According to Uiagalelei, voter registration is still ongoing at the Election Office in Tafuna from Monday to Friday between 8a.m and 4p.m. Registration ends at the close of business on Oct. 5th. Documents needed to register to vote include: birth certificate, social security card and photo ID.
Three-days after registration closes, the Election Office will release the latest update of the voter registration roll to candidates seeking public office, according to election officials.
Absentee voters including local active voters stranded off island due to the COVID-19 pandemic are allowed to vote by absentee ballot and they can apply online by visiting the website www.aselectionoffice.gov.
As previously reported by Samoa News the chief election officer, through his authority vested under local law, is allowing local active voters stranded off island to apply and vote absentee. This will be canceled if borders are re-opened before the Nov. 3rd general election. Currently lights between Honolulu and Pago Pago are suspended through Aug. 31st.
For candidates wanting to run for Governor and Lt. Governor; Delegate to the US House and the local House of Representatives, deadline for filing nomination papers is 4:30pm on Sept. 1st.
And candidates who wish to run for public office but are stranded off-island can designate a committee person to pick up and process the nomination papers.
Uiagalelei also said that campaign fundraising activities and campaign waves as well as scheduling debates are not under the jurisdiction of the Election Office. He recommends for the public with questions to contact the appropriate officials of campaign committees for help on their concerns.
During the July 17th cabinet meeting, Uiagalelei was finally able to officially present to Gov. Lolo Matalasi Moliga a plaque honoring the governor’s civic duty of voting in all local elections since American Samoa first elected its own governor and lt. governor in 1997 up through the last election.
“Based on election records, the governor has not missed voting in any election,” said Uiagalelei, who read briefly the message on the plaque, which states in part that “we present this perfect vote award 1977 to 2020” to the governor “in recognition for your outstanding civic duty, compassion, extra ordinary public leadership in all these years to the people “ of American Samoa.
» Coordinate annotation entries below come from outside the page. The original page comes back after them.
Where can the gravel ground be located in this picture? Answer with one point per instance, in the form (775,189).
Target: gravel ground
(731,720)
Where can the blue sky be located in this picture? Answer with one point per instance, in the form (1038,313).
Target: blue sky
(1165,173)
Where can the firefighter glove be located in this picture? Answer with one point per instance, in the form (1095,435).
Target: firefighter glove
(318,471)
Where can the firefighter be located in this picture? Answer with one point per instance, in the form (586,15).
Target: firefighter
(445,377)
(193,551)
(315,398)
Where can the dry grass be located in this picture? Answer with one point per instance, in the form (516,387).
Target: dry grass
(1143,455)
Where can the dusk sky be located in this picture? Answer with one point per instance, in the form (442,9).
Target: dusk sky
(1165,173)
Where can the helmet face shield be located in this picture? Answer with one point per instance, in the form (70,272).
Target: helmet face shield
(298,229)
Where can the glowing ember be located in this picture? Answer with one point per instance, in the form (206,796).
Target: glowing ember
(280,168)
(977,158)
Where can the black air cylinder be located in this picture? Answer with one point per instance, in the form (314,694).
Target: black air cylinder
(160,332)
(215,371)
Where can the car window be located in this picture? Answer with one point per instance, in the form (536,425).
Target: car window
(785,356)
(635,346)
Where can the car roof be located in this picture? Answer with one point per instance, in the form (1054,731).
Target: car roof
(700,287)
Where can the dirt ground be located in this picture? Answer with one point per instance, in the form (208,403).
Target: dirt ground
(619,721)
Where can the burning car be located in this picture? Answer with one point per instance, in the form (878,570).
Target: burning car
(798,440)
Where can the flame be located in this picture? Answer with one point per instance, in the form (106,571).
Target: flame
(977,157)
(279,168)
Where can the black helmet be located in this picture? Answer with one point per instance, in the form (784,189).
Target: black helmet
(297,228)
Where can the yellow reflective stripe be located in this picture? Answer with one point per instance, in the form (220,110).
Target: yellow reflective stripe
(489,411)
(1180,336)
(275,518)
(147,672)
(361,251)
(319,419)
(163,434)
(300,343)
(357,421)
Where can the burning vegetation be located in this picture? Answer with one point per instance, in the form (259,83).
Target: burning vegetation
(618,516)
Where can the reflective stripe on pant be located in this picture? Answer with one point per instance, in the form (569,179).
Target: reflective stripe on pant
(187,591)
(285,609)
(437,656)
After being presented the special award, the governor said the importance of this issue to him is that people show their rightful duty to elect leaders by voting. He said that there are those who do not vote because they are unhappy with candidates running for office. He urged voters to exercise their rights to vote for leaders of the territory.
Lolo confirmed that that he has voted every time since the first time American Samoa elected its first governor, who was Uifa’atali Peter Coleman.
Uiagalelei had first mentioned the special award for the governor during a cabinet meeting two months ago, but said plaque had not arrived yet, due to issues with incoming flights.